Peter said he did not know what was done for CoastWatch day/night CWF files. I examined a few of these from the North East region, and it appeared that they also switched from daytime to nighttime cloud tests in the middle of the image. But the NOAA distribution site (http://www.class.noaa.gov) only appeared to have CWFs containing the sun_zenith variable for dates after late 1999.

Peter mentioned that the cwangles program from the CoastWatch Utilities could compute the solar zenith, but the values would only be approximate beacuse the program assumed that all pixels were obtained by the sensor at the same moment in time. I tried this approach but the 80 degree solar zenith line did not line up with the line where the cloud tests appeared to switch. Because of this, I do not believe that day/night CWF files will be useable for users who want to use some cloud tests and ignore others.

sunZenithVariable

Python type:	unicode or None
Default value:	u'sun_zenith'
Minimum length:	1

Name of the CoastWatch variable to extract from the solar zenith file and use as the solar zenith image (e.g. "sun_zenith").

useDayCloudTest1

Python type:	bool
Default value:	False

If True, daytime pixels that failed the CLAVR-1 Reflective Gross Cloud Test (bit 1 of the cloud mask) will be masked. If False, this cloud test will be ignored.

According to CoastWatch researcher Peter Hollemans, the same CLAVR-1 test is used for both CWF and HDF files, but for HDF files, the CLAVR-x thresholds are used instead of than of the CLAVR-1 thresholds.

This parameter is ignored for nighttime pixels. For a discussion of how pixels are classified as daytime or nighttime, please see the documentation for the cloud mask file parameter.

In CoastWatch cloud masks, bit 1 is the least significant bit, and a value of 0 for a bit indicates that the cloud test passed, while 1 indicates it failed. For more details about the cloud tests, please see the CoastWatch and CLAVR documentation.

useDayCloudTest2

Python type:	bool
Default value:	False

If True, daytime pixels that failed the CLAVR-1 Reflectance Uniformity Test (bit 2 of the cloud mask) will be masked. If False, this cloud test will be ignored.

According to CoastWatch researcher Peter Hollemans, the same CLAVR-1 test is used for both CWF and HDF files, but for HDF files, the CLAVR-x thresholds are used instead of than of the CLAVR-1 thresholds.

This parameter is ignored for nighttime pixels. For a discussion of how pixels are classified as daytime or nighttime, please see the documentation for the cloud mask file parameter.

In CoastWatch cloud masks, bit 1 is the least significant bit, and a value of 0 for a bit indicates that the cloud test passed, while 1 indicates it failed. For more details about the cloud tests, please see the CoastWatch and CLAVR documentation.

useDayCloudTest3

Python type:	bool
Default value:	False

If True, daytime pixels that failed the CLAVR-1 Reflectance Ratio Cloud Test (bit 3 of the cloud mask) will be masked. If False, this cloud test will be ignored.
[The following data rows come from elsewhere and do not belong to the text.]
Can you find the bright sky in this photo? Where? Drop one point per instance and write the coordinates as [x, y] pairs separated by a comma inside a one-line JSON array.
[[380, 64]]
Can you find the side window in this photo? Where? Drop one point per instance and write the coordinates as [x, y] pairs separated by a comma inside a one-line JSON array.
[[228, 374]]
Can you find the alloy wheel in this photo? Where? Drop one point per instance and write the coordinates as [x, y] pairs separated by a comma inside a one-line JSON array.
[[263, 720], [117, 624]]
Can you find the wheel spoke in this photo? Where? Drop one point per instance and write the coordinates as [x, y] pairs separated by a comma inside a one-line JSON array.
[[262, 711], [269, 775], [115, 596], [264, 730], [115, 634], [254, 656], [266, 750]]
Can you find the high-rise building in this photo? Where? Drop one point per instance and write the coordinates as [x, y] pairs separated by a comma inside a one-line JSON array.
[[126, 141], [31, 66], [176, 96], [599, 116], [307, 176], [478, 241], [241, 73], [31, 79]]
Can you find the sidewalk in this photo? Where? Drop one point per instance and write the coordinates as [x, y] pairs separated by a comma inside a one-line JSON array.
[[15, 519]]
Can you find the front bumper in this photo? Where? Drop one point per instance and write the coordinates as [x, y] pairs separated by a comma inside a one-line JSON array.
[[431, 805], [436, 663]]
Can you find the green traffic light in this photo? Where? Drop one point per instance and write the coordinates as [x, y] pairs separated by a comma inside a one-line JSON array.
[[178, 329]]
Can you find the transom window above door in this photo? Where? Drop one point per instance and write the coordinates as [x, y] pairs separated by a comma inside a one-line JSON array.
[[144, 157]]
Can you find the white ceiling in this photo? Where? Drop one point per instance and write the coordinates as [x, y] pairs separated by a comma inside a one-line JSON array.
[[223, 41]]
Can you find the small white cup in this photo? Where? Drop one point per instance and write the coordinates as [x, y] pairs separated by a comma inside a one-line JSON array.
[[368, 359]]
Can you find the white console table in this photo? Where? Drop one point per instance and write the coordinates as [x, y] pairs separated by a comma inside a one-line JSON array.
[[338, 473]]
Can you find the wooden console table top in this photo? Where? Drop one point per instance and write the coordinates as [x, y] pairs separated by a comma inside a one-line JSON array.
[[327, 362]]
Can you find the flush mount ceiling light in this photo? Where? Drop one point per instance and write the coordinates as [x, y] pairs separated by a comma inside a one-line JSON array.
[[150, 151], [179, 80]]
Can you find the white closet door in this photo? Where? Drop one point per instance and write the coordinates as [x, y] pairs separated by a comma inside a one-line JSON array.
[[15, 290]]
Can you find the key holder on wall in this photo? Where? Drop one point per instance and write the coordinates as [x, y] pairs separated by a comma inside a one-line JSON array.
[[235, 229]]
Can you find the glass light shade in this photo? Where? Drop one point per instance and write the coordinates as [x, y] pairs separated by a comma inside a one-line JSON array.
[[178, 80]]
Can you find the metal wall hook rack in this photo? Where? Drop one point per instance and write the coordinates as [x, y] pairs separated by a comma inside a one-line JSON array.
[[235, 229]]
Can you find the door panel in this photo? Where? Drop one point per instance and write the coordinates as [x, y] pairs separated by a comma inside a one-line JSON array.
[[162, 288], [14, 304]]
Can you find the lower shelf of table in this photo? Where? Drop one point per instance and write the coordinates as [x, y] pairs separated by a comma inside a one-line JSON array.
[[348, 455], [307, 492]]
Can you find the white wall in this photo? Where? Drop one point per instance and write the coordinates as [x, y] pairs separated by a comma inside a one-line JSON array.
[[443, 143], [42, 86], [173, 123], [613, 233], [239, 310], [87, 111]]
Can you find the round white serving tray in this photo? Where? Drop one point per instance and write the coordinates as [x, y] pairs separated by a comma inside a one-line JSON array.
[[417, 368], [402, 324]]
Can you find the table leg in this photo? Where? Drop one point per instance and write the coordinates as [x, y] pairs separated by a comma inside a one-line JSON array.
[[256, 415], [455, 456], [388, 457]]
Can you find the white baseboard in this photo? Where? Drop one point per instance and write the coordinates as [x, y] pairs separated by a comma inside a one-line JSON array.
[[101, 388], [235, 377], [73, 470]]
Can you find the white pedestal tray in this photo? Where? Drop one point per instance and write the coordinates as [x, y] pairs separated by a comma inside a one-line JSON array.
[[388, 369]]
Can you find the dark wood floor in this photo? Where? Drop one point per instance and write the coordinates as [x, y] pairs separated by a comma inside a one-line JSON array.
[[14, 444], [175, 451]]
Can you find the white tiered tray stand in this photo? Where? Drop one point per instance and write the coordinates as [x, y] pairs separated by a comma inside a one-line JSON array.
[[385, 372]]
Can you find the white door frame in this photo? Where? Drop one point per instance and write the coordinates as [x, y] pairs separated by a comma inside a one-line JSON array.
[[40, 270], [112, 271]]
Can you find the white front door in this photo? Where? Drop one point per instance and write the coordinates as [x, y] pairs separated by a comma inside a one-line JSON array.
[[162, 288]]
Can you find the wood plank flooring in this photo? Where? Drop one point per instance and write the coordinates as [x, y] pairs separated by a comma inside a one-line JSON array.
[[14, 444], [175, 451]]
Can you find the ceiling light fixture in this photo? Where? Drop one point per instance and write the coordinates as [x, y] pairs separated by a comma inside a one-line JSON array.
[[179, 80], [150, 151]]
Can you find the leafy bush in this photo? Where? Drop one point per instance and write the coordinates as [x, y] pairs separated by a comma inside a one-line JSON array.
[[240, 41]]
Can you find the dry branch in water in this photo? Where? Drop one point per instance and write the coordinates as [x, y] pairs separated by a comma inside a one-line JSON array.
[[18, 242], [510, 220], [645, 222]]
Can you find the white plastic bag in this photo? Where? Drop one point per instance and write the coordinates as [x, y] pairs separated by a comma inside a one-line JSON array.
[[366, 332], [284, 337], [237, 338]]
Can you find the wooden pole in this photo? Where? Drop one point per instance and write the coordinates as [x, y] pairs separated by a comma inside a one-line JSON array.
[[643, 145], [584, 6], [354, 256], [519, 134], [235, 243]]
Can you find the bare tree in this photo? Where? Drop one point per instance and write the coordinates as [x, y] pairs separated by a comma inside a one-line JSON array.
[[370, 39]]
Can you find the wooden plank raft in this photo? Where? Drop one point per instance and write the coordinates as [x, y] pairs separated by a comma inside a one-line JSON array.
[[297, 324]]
According to CoastWatch researcher Peter Hollemans, the same CLAVR-1 test is used for both CWF and HDF files, but for HDF files, the CLAVR-x thresholds are used instead of than of the CLAVR-1 thresholds.

This parameter is ignored for nighttime pixels. For a discussion of how pixels are classified as daytime or nighttime, please see the documentation for the cloud mask file parameter.

In CoastWatch cloud masks, bit 1 is the least significant bit, and a value of 0 for a bit indicates that the cloud test passed, while 1 indicates it failed. For more details about the cloud tests, please see the CoastWatch and CLAVR documentation.

useDayCloudTest4

Python type:	bool
Default value:	False

If True, daytime pixels that failed the CLAVR-1 Channel 3 Albedo Test (bit 4 of the cloud mask) will be masked. If False, this cloud test will be ignored.

This parameter is ignored for nighttime pixels. For a discussion of how pixels are classified as daytime or nighttime, please see the documentation for the cloud mask file parameter.

In CoastWatch cloud masks, bit 1 is the least significant bit, and a value of 0 for a bit indicates that the cloud test passed, while 1 indicates it failed. For more details about the cloud tests, please see the CoastWatch and CLAVR documentation.

useDayCloudTest5

Python type:	bool
Default value:	False

If True, daytime pixels that failed the CLAVR-1 Thermal Uniformity Test (bit 5 of the cloud mask) will be masked. If False, this cloud test will be ignored.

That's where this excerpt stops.